WITH SOCIAL unrest building in Spain due to the deepening economic crisis, debate is raging over the right to protest, and critics warn that the government risks curbing basic constitutional rights as it tries to keep the peace.

This week the conservative administration’s delegate for Madrid, Cristina Cifuentes, proposed modifying the law in order to limit street protests, on the grounds that they frequently bring traffic and businesses to a halt.

Some of her fellow members of the governing Partido Popular (PP) have voiced support for a review of the legislation. And on Wednesday, attorney general Eduardo Torres-Dulce advocated “suppressing all those who use those rights of freedom of speech to go further and undermine the foundations of the state of law”.

He also underlined the importance of the right to demonstrate, but his words were pounced upon by those who say an authoritarian backlash is under way.

José Manuel Gómez Benítez, a progressive member of Spain’s judicial oversight body, called the initiative “typical of authoritarian and dictatorial regimes, not of a democratic state”.

“What seems to bother Cifuentes is the number, the frequency and the permanence of the protests,” he told a radio interviewer.

“But these take place because there are more and more people who don’t trust those they have voted into office.”

The interior ministry has said it has no plans to change the law, but not everyone is convinced.

Gaspar Llamazares of the Izquierda Unida leftist coalition said the administration was planning “to limit the right to gather”.

The government is already in the process of reforming the penal code to stiffen the punishment for those who use violence at demonstrations.

Individuals accused of organising violent events through the internet will face up to two years in prison under the change.

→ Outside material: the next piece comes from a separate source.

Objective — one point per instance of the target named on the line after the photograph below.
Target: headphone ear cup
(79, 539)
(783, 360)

Prime minister Mariano Rajoy has faced a growing wave of street protests since taking power in December 2011, mainly because of the severe austerity programme he has implemented to meet deficit targets set by Brussels.

Usually these see hundreds, or thousands, of public sector workers, trade unionists, or students marching peacefully and noisily through the streets.

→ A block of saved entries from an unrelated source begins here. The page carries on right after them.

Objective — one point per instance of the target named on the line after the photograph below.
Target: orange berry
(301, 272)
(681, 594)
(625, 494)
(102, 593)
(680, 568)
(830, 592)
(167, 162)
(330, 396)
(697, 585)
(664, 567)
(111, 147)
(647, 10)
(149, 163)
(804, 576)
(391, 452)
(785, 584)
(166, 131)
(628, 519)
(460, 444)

Ms Cifuentes said 2,200 protests had taken place in Madrid this year alone – a figure a police union has queried.

However, with unemployment at 25 per cent and rising, these demonstrations have taken a more fervent turn lately.

On September 25th, thousands of members of a movement calling itself “Occupy Congress” surrounded the parliament building, in a protest aimed not just at the government, but at the entire political class. Some of the protesters became violent and the police responded with baton charges and rubber bullets.

“The government seems to be trying to instil fear in those who take part in these protests,” said Raúl Camargo (33), a civil servant who was at the demonstration. “They’ve already cut back on loads of our economic rights. Now they’re cutting our constitutional rights.”

The nature of the protest and the police’s handling of it seemed to mark a new intensity in Spain’s unrest. The government insisted that “the silent majority” of people were not involved, but analysts said most Spaniards had already turned against the government, which last week unveiled new austerity measures and structural reforms.

“Since the summer, there’s been a notable deepening of the worry and outrage that people are feeling,” said Josep Lobera, a sociologist at Madrid’s Autónoma University. “There’s a very negative mindset among Spaniards right now. If the bad news continues, the social unrest will get worse.”